Gametocyte-enriched blood was passed through a filter and subjected to erythrocyte lysis in 0.84% NH4Cl. According to the manufacturer’s protocols, total RNA was extracted from residual cells using Isogen II (Nippon Gene). Libraries were prepared using the RNA Hyperprep kit (KAPA Biosystems) and sequencing was performed using an Illumina NextSeq sequencer.

Analysis of RNA-Seq data

Three independent experiments were performed using PFG-disrupted parasites. Read data were counted using FeatureCount software. RPKM (Reads Per Kilobase of exon per million mapped reads) was calculated for each gene, and only genes with an RPKM maximum > 20 in wild-type parasites were used for the following analyses. Additionally, genes located in the sub telomeric regions were excluded because of their variable expression among the clones. The ratio of read numbers and padj was calculated for each gene between wild-type and gSNF2-disrupted parasites using the DEseq2 software. Volcano plots of the obtained results were created using DDplot2 software. The RNA-seq data were deposited in GEO with the accession number GSE226028. The RNA-seq data deposited in GEO with accession number GSE198588 were used as data for the wild-type parasites.


This work was supported by JSPS KAKENHI Grant Number 17H01542 to MY.

Supporting information

Preparation of transgenic parasites.

A. Preparation of PFG::GFP parasites.

B. Preparation of PFG(-) and PFG(-)820 parasites.

C. Preparation of PFG::GFPAP2-FG(-) parasites. PFG::GFPAP2-FG(-) parasites were prepared from AP2-FG(-) parasites using the sulfadiazine-resistant dihydropteroate synthase (DHPS) gene as a selectable marker gene.

D. Preparation of AP2-FG::GFPPFG(-) parasites. AP2-FG::GFPPFG(-) parasites were prepared using CRISPR/Cas9 in two steps. First, PFG was disrupted in pbcas9, and then GFP was fused to the 3’-portion of the AP2-FG gene.

Captions of supplementary tables

Table S1 (separate file).
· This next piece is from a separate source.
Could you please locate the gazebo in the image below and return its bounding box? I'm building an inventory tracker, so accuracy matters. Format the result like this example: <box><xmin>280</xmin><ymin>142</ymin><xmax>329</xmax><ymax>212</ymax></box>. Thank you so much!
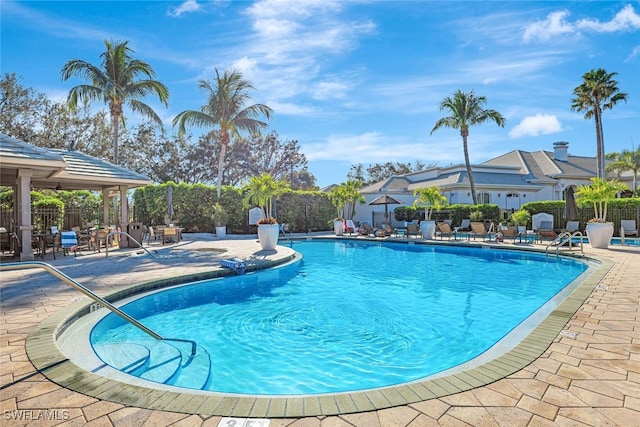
<box><xmin>0</xmin><ymin>134</ymin><xmax>153</xmax><ymax>261</ymax></box>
Differential expression analysis between wild-type and PFG(-) parasites.

Table S2 (separate file). Peaks identified in ChIP-seq experiments.

Table S2A. Peaks identified in ChIP-seq of PFG (experiment 1).
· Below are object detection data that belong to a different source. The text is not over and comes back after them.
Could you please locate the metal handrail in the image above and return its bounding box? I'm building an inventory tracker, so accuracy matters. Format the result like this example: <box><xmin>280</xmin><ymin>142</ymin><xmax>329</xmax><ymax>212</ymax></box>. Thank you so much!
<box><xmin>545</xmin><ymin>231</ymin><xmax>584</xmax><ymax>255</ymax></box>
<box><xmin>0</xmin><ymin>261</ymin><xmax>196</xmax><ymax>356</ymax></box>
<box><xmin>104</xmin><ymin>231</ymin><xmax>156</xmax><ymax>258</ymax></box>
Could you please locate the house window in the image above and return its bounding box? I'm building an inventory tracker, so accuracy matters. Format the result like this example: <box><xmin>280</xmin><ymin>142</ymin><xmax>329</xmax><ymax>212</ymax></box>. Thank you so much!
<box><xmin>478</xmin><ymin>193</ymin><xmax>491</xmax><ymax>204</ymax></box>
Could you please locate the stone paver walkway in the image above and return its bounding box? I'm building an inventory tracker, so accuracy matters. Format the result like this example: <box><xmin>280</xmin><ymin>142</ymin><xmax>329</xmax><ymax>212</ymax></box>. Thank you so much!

Table S2B. Peaks identified in ChIP-seq of PFG (experiment 2).

Table S2C. Peaks identified in ChIP-seq of PFG using AP2-FG(-) parasites (experiment 1)
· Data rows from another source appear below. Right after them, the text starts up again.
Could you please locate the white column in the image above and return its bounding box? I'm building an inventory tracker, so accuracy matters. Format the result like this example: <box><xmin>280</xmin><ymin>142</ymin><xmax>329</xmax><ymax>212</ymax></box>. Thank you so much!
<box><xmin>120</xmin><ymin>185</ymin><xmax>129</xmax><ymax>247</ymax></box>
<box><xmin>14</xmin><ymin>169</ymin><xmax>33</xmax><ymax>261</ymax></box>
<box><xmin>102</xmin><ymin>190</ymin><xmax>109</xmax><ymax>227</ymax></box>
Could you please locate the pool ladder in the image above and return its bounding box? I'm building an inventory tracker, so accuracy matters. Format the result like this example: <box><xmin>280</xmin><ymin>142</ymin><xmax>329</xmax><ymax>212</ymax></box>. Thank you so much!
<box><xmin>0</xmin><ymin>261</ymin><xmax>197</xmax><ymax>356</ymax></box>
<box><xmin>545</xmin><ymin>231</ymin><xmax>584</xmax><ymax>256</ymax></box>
Table S2D. Peaks identified in ChIP-seq of PFG using AP2-FG(-) parasites (experiment 2).

Table S2E.Peaks identified in ChIP-seq of sAP2-FG (experiment 1).

Table S2F. Peaks identified in ChIP-seq of sAP2-FG (experiment 2).

Table S2G. Peaks identified in DIP-seq using recombinant AP2 domain of AP2-FG and P. berghei genomic DNA.

Table S3 (separate file). Target genes predicted from ChIP-seq peaks.

Table S3A. PFG target genes predicted from ChIP-seq peaks.

Table S3B. sAP2-FG target genes predicted from ChIP-seq peaks.

Table S4. List of primers used in this study.